僕の職場には、憧れの先輩がいる。
その先輩は真面目で優しくて、仕事もできて、ユーモアのセンスもあり、所謂カンペキ人間というやつだ。僕よりも6つ歳上で、結婚もしている。
冬場に釣りを嗜んでいる最中、人から差し入れられたつめた〜い缶コーヒーを頰に当て、「あったか〜〜〜い」と喜んだりするお茶目な一面(顔の皮膚)もある。
僕が悩んでいる時も、優しく声を掛けてくれ、それでいてズケズケとパーソナルスペースに踏み込むこと無く心地良い距離感を保ったままアドバイスをくれる。
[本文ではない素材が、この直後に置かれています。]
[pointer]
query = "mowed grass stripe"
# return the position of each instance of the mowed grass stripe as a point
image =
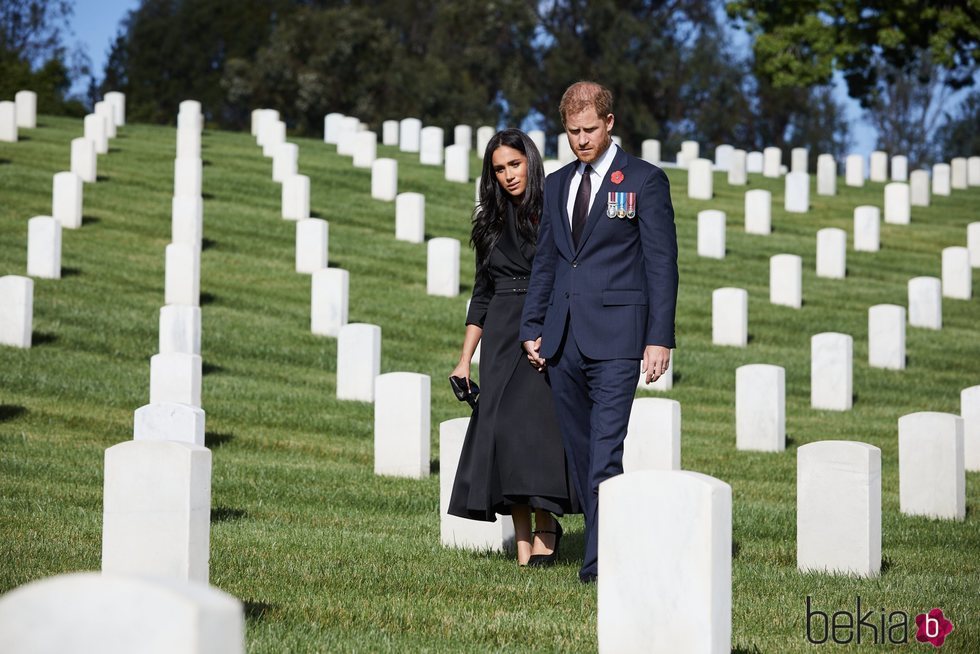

お酒の席ではめちゃめちゃ強面の職場の長を全員の前でイジり、しかも当の職場の長には気に入られるという偉業もこなす。
僕は魅力たっぷりの先輩のことが大好きだ。
上司にするなら絶対先輩だし、結婚するなら絶対先輩だ。共にオスなんだけど。
だからこそ、そんな先輩がある日いきなり丸刈りにしてきた時の動揺は凄まじいものがあった。
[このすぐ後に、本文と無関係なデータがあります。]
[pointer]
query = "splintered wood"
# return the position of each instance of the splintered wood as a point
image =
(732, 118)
先輩は「坊主にしたかったから。特に理由は無いよ。」なんて言っていたけど。
先輩が元々短髪であったとは言え、明らかに変わったそのシルエットを見た僕は、
めちゃめちゃ笑った。
そりゃ笑うしかなく無い?
どう考えても笑うよね?
良い歳した大人の人が何の前触れもなく坊主で出社してるんだよ?
社内騒然だよ?
他にどうしたら良かったの???
誰か教えてくれない???
先輩が坊主にして、かれこれ1年近くになるけど、これからもきっと先輩にはお世話になる。
だから、僕は変わらず先輩を慕い続けたいと思う。
応援、してくれよな…。
カチャカチャ…ッターン!
「…よし!」
坊主になりました。よろしくお願いします。